Living alongside Titanokorys was a similar-looking hurdiid radiodont called Cambroraster. This closely related genus is so similar to Titanokorys that the latter was originally thought to have been a giant specimen of the former genus and not a distinct taxon. The main difference between them is size, with Cambroraster reaching 30 cm in length, while Titanokorys possibly reached a length of around 50 cm. Another difference is the shape of the sclerite, with Cambroraster having a horseshoe shaped sclerite that was 18 cm in width for the largest specimen. On the other hand, Titanokorys had a more pointed, larger head sclerite which reached 27 cm in length. The grasping appendages of the two genera are almost identical, though the secondary spines on the appendages of Titanokorys are longer than, and possibly not terminally hooked, as the ones seen in Cambroraster.

== Classification ==
Titanokorys is a radiodont belonging to the family Hurdiidae. Hurdiids can be distinguished from other radiodonts by the rake-like frontal appendages which each bore a single row of elongated endites with only anterior auxiliary spines, alongside the combination of enlarged head sclerites and tetraradial mouthparts (oral cone). Titanokorys was found to form a derived clade with Cordaticaris, Cambroraster and possibly also Zhenghecaris. While Stanleycaris and Schinderhannes were found as the most basal hurdiids.Phylogenetic placement of Titanokorys, performed by Moysiuk and Caron (2025).

==Ecology==
Like many other hurdiid radiodonts, Titanokorys was most likely a nektobenthic animal that swam slowly above the seabed and sifted through sediments. It is presumed that the animal dug up the sediment with its huge protruding carapace and guided the prey into its mouth, with the frontal appendages forming a cage-like structure. Since fossils may be preserved together alongside Cambroraster, it is presumed that Titanokorys lived in the same areas as Cambroraster. Titanokorys is a relatively rare find at Marble Canyon, because of this it is thought that this fossil site possibly occurred near the edge of the species range in life.

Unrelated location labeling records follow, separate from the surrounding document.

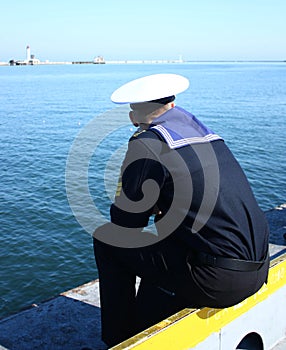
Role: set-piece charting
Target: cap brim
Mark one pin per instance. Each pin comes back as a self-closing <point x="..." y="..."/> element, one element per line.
<point x="149" y="88"/>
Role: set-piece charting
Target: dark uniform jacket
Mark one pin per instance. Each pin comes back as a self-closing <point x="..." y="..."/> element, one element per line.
<point x="186" y="171"/>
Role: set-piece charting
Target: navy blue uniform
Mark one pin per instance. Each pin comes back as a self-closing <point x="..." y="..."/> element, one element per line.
<point x="207" y="211"/>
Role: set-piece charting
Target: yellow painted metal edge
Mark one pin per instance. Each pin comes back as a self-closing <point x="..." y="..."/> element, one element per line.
<point x="189" y="327"/>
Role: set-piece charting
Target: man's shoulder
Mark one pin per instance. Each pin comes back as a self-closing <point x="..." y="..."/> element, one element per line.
<point x="144" y="134"/>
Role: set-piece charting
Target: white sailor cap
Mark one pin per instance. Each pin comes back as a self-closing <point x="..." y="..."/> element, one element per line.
<point x="150" y="88"/>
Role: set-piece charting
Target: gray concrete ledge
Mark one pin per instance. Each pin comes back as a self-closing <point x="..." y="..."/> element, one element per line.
<point x="71" y="321"/>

Due to the depth of the Marble canyon site In comparison to the Cathedral Escarpment, Titanokorys, and the contemporary fauna most likely inhabited a mesopelagic environment. Recent studies have also found evidence of brine pools in the area, suggesting that these formations would've been present in some areas of the benthic environment.

Based on differences in size, Titanokorys probably escaped competition with Cambroraster by hunting larger prey, thereby exploiting a different ecological niches. Aside from Cambroraster, other creatures lived alongside T. gainesi. The fauna in the region included the basal hurdiid Mosura fentoni, hymenocarine arthropods such as Tokummia and Balhuticaris, the primitive chordate Metaspriggina, and the isoxyid arthropod Surusicaris. Like all stem and total group arthropods, Titanokorys had to shed its outer skin to grow larger. This is evidenced by the holotype specimen (ROMIP 65415) which probably represents a collection of molted remains.' Sometimes, fossils of these exuvia are found alongside numerous specimens of the agnostid arthropod genus Peronopsis in the immediate vicinity or directly on the exuvia. Why the arthropods were on the exuvia is unclear, but they could have been eating from the molting residues or grazed on a possible biofilm that was growing on it.